The work provides a rare example of altarpieces with doors, entirely painted and without sculptures. The central board depicts the theme of the Holy Kinship. The doors of the altarpiece show the figures of Saints Catherine of Alexandria and Barbara on the feast day side, and Saints Christopher and Erasmus on the weekday side.
The Holy Kinship is an image with a legendary background, inspired by the Golden Legend, which was developed as a response to the so-called problem of “Jesus' brothers”, mentioned in some passages in the Gospels.
According to this tale, Anne, after being widowed of Jacob, married for the second time, to his brother Cleophas. Being widowed for the second time, she married a third time, to another of Joachim’s brothers, Salomas.

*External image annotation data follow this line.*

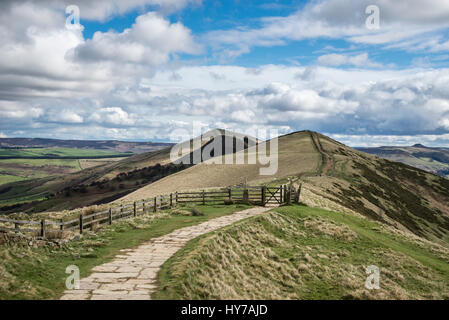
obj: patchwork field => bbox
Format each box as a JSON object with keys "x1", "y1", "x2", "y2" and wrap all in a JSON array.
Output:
[{"x1": 0, "y1": 148, "x2": 130, "y2": 185}]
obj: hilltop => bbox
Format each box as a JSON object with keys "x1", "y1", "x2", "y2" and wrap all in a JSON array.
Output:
[{"x1": 121, "y1": 131, "x2": 449, "y2": 241}]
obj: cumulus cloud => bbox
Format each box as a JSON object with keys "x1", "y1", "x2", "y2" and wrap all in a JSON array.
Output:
[
  {"x1": 89, "y1": 108, "x2": 135, "y2": 126},
  {"x1": 205, "y1": 0, "x2": 449, "y2": 57},
  {"x1": 0, "y1": 0, "x2": 202, "y2": 22},
  {"x1": 74, "y1": 12, "x2": 199, "y2": 66},
  {"x1": 317, "y1": 52, "x2": 382, "y2": 68}
]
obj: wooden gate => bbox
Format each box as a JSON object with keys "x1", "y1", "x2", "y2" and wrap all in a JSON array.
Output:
[{"x1": 264, "y1": 186, "x2": 283, "y2": 205}]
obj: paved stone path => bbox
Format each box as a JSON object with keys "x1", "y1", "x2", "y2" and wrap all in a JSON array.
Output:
[{"x1": 61, "y1": 207, "x2": 272, "y2": 300}]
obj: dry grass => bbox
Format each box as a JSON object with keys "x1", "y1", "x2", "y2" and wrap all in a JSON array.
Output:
[
  {"x1": 117, "y1": 133, "x2": 319, "y2": 201},
  {"x1": 153, "y1": 207, "x2": 449, "y2": 299}
]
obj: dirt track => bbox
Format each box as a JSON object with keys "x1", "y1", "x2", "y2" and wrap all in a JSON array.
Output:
[{"x1": 57, "y1": 207, "x2": 272, "y2": 300}]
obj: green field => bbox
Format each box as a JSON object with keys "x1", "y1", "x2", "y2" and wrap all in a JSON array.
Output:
[
  {"x1": 0, "y1": 205, "x2": 248, "y2": 300},
  {"x1": 0, "y1": 148, "x2": 130, "y2": 185},
  {"x1": 0, "y1": 148, "x2": 130, "y2": 159},
  {"x1": 152, "y1": 205, "x2": 449, "y2": 300}
]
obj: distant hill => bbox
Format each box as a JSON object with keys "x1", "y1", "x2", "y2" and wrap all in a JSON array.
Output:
[
  {"x1": 122, "y1": 131, "x2": 449, "y2": 240},
  {"x1": 356, "y1": 144, "x2": 449, "y2": 178},
  {"x1": 0, "y1": 130, "x2": 257, "y2": 213},
  {"x1": 0, "y1": 138, "x2": 172, "y2": 153}
]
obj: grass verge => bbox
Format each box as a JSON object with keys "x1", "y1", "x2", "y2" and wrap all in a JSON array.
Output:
[
  {"x1": 0, "y1": 205, "x2": 248, "y2": 300},
  {"x1": 152, "y1": 205, "x2": 449, "y2": 299}
]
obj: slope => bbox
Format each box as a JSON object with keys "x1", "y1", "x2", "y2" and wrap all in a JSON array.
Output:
[
  {"x1": 121, "y1": 131, "x2": 449, "y2": 242},
  {"x1": 357, "y1": 144, "x2": 449, "y2": 178},
  {"x1": 152, "y1": 205, "x2": 449, "y2": 300},
  {"x1": 0, "y1": 130, "x2": 257, "y2": 213}
]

From each of the three weddings, Anne is said to have had a daughter named Mary. The first Mary (the Madonna) married Joseph and had a single son (not conceived carnally, but rather through the work of the Holy Spirit), Jesus. The second Mary (daughter of Cleophas) had four children with her husband Alpheus (James the Minor, Joseph the Just, Simon, and Jude Thaddeus). The third Mary (daughter of Salomas) had two children with her husband Zebedee (James the Greater and John the Evangelist).
According to this version, censored by the Council of Trent, five of the twelve apostles would be Jesus’ first cousins, or his brothers because - as Saint Jerome taught - in Hebrew the term for “brothers” may also include first cousins.
Two of the Mary’s mentioned by the Gospels would therefore be sisters of the Virgin and, like her, Anne’s daughters.